El submundo
Hay quienes asocian el toreo, y no sin parte de razón, al señoritismo de habano y camisa de rayas con gemelos, a la estética de pelo engominado, de zapatos lustrados por un limpiabotas, de cadena de oro al cuello y de pulsera de mercadillo en la muñeca. De todo hay, sí. Pero, antes de que el toro acabe siendo víctima de un martirio aureolado de ceremonia telúrica y ancestral, remontable hasta donde uno quiera -los ritos mesopotámicos o similares-, el mundo taurino tiene una cara oculta que nada tiene en común con ese escaparate de mundanidad y pijerío.

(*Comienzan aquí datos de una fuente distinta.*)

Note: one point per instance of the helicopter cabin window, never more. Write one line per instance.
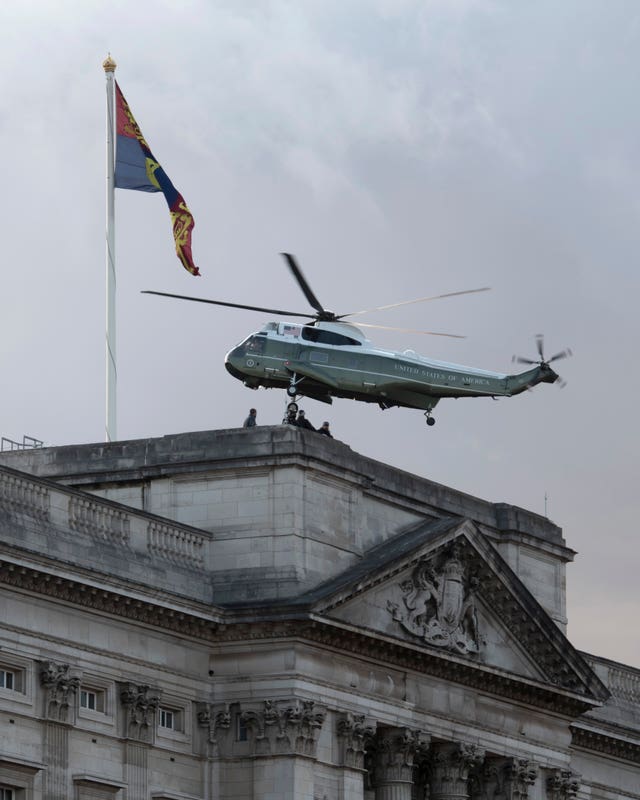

Dejando a un lado a los matadores, la gente que anda alrededor del negocio -mayorales, mozos de estoque, monosabios, alguacilillos, puntilleros...- forma, por lo que tiene uno visto, un gremio pintoresco en el que se confunde la cazurrería con la sabiduría, las lecciones de la experiencia con los resabios supersticiosos, el sentido común con la inclinación al disparate, el instinto de supervivencia con el instinto de temeridad. Gente recia, amiga de las superficies de la vida, con un fondo dramático que suele encomendar a devociones religiosas elementales, de estampa y lamparilla, porque en su negocio los riesgos no solo son de índole económica: la muerte ronda siempre por ahí, dispuesta a cualquier ERE, le toque a quien le toque, porque a veces el azar se pasa de listo y acaba desviando la tragedia a quien menos se lo espera. Gente, en fin, que puede llorar a lágrima viva si se le muere el perro, el gato o el periquito, pero que jamás sentirá nada ante la muerte de un toro, por la misma razón por la que al dueño de una carnicería no se le despierta la compasión ante los pollos decapitados. Gente sin camisa de rayas, sin gomina ni zapatos lustrosos, que resuelve las entretelas de una pantomima suntuosa y atroz. Y, por supuesto, sin saber nada -lo que se dice nada- de ritos mesopotámicos.
Felipe Benítez Reyes es escritor, premio Nacional de Literatura.